In exercising its discretion, the trial court must remain mindful of the parameters placed on a bill of particulars. Though it may provide more information, a bill of particulars is not intended to serve as a discovery device or to compel the government's disclosure of the factual proof planned for trial. Dunn, 841 F.2d at 1029. A defendant is not entitled to notice of "all the evidence the government intends to produce, but only the theory of the government's case." United States v. Levine, 983 F.2d 165, 167 (10th Cir. 1992). Nor is it a way to require the government's explanation of the legal theories expected at trial. United States v. Gabriel, 715 F.2d 1447, 1449 (10th Cir. 1983). Evidentiary detail is not a proper request for a bill of particulars. United States v. Barbieri, 614 F.2d 715, 719 (10th Cir. 1980). A bill of particulars is also not required where the information necessary for one's defense can be obtained through some other satisfactory form. See United States v. Kunzman, 54 F.3d 1522, 1526 (10th Cir. 1995). Generally, "[a] bill of particulars is not necessary if the indictment sets forth the elements of the offense and sufficiently apprise[s] the defendant of the charges to enable him to prepare for trial." Levine, 983 F.2d at 167.

2. Application

Defendant argues that in his case, "where over 126,000 items of discovery have been produced disclosing evidence to be offered against sixteen named defendants in diverse charges, a bill of particulars is an essential vehicle for case preparation." (Doc. # 239 at 11.)

Defendant fails to establish how denying his request for a bill of particulars would result the preclusion of an opportunity for meaningful defense preparation, in prejudicial surprise, or double jeopardy problems. See Anderson, 31 F. Supp. 2d at 938. For the reasons described above, the Court finds that the Indictment is sufficient to inform Defendant of the charges against him and sets forth the elements of each of the three offenses with which he is charged. Moreover, Defendant acknowledges that the Government has provided him voluminous discovery in this case. To the extent that Defendant argues the Government has provided too much discovery, the argument fails. Pursuant to well-established Tenth Circuit law, once the Government provides "complete discovery containing sufficient information to allow [the defendant] to prepare [his] defense," it thereby provides him with "the tools necessary to anticipate and forestall any surprise that might have resulted from the indictment." United States v. Ivy, 83 F.3d 1266, 1282 (10th Cir. 1996). It is thereafter the defendant's "responsibility to use [those tools] in preparing [his] defense, regardless of whether the discovery [is] copious and the preparation of the defense [is] difficult." Id; United States v. Serrano-Serrano, No. 2:16-CR-56-RJS-PMW, 2016 WL 7217632, at *2 (D. Utah Dec. 13, 2016).

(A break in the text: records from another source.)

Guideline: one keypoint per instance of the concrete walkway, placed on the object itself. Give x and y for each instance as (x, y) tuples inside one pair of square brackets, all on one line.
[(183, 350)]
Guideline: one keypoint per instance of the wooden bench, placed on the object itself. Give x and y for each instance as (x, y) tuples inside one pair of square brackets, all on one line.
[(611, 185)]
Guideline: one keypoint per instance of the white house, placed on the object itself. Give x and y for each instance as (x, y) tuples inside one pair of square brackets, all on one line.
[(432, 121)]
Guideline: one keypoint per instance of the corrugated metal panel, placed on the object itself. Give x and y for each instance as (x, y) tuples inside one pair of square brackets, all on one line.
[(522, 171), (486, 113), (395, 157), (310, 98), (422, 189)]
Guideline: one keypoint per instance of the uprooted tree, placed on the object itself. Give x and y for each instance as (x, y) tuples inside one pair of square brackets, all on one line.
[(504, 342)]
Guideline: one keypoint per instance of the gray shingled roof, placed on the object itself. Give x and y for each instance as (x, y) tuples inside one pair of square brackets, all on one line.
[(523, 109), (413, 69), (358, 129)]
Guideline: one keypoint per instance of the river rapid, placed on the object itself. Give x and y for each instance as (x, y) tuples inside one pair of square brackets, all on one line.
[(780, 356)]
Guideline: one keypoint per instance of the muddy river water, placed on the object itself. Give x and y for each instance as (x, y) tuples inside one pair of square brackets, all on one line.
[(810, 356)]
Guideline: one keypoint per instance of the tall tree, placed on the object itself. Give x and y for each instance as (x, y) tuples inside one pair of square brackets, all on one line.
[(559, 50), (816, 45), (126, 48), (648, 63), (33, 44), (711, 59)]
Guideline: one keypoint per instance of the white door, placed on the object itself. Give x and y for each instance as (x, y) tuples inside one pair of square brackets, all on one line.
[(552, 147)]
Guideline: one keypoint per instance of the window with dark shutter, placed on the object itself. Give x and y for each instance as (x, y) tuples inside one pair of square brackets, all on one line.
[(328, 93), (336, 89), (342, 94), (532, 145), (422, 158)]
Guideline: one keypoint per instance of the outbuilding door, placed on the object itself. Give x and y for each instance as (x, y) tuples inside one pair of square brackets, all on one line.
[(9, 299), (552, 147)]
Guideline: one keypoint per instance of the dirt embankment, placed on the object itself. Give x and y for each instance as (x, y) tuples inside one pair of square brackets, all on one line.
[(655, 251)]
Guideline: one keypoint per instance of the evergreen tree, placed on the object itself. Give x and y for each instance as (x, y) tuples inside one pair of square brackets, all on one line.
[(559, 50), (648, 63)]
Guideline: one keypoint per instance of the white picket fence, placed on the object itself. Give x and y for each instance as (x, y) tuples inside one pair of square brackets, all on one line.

The Court is accordingly satisfied that the information contained in Counts One, Ten, and Eleven of the Indictment meets the minimal due process standards such that no bill of particulars is warranted.

III. CONCLUSION

For the foregoing reasons, the Court DENIES Defendant Jose Santiago-Mesinas's Motion to Dismiss or, in the Alternative, for a Bill of Particulars. (Doc. # 239.)

FootNotes


1. Defendant's Motion for Pretrial Disclosure of Statements and Admissions to be Offered under Rule 801(d), Any Known Prior Inconsistent Statements of a Declarant-Witness Under Rule 801(d)(1)(A), and to Order James Hearing (Doc. # 241) is ripe for the Court's review. The Court will address that Motion in due time.